Photo: snugglepup via Flickr
In these times of economic crisis, rising poverty, and diet-related health problems, you'd think local governments would have bigger priorities than counting the number of squash and broccoli plants on people's lawns. Unfortunately that's not the case for Georgia resident Steve Miller, a landscaper by profession and organic farmer by heart, who's been caught tomato-red-handed growing a downright offensive number of vegetable plants on his property outside of Atlanta. (The exact number of criminal plants unknown.)
Dubbed "Cabbage-Gate" by friends and neighbors of Miller, officials in Dekalb County, Georgia, are suing him for $5,000 in fines for not having his land properly zoned to grow such an apparently ridiculous number of vegetables -- even after he stopped growing them and got rezoned.

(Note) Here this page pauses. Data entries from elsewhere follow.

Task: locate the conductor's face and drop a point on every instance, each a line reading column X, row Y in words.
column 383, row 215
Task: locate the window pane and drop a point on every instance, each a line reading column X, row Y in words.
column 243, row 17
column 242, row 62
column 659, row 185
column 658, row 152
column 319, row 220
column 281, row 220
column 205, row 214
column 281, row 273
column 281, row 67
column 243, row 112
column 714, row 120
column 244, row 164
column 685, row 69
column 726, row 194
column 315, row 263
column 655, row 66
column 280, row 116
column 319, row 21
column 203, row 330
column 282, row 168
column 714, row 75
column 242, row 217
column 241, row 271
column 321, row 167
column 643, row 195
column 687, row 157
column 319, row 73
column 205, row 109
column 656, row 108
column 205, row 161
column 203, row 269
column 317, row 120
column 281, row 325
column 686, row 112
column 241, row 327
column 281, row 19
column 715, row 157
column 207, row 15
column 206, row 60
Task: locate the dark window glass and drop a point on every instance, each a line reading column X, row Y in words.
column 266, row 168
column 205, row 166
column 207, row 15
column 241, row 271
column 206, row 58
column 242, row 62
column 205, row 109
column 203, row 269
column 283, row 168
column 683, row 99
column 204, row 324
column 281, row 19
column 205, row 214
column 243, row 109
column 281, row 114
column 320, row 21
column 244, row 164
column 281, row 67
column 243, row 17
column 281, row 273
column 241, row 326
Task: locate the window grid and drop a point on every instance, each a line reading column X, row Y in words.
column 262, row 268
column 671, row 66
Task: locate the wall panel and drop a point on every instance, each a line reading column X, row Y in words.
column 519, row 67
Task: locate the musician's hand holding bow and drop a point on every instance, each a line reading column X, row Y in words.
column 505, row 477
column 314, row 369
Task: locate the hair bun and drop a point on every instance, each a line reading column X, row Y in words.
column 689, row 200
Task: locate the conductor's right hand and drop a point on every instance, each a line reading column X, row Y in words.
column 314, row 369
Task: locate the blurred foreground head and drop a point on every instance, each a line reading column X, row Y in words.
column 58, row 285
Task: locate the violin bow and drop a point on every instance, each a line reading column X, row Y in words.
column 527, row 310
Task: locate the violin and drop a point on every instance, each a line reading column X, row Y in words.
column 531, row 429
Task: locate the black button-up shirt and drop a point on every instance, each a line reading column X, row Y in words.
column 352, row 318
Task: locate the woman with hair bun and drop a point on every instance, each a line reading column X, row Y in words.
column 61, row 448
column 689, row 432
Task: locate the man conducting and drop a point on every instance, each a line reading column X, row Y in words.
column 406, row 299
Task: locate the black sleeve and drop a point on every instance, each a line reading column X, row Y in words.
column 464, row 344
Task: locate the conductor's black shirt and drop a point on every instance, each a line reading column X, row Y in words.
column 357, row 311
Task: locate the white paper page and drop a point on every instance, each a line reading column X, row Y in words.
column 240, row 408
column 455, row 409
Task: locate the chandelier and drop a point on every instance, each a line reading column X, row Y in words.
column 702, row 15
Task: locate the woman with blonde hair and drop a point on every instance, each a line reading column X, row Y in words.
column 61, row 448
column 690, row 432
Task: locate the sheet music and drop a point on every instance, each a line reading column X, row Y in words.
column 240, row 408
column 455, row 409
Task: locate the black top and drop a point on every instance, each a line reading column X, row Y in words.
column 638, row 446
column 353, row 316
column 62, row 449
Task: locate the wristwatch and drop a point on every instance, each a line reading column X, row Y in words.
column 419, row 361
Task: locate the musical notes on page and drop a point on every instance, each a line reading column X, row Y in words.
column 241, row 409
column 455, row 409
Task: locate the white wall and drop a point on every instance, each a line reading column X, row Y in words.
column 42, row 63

If the county is suing this long-time hobby farmer for growing too many vegetables, how many are "acceptable" anyway? Twenty? Eleven? As many as you want as long as that doesn't include cabbage?
via grist.org
Just when I thought life could not get more silly - this!
This weekend I will be talking more about our disconnect with food and the natural world.
My context - Jane Jacobs said that Dark Ages arrive when people forget. When they forget because of a cultural bias how to do important things.
Such as today - how to raise a child - what an education is - how to grow and cook food. All of these things are of course connected in one meta thing that we have forgotten - that we are part of nature and how nature herself works.
We have disconnected from nature and so we have got completely lost.
This weekend I will offer up a few stories of how others are finding their way home - stories that any of us can emulate. For the way home is available - we can remember.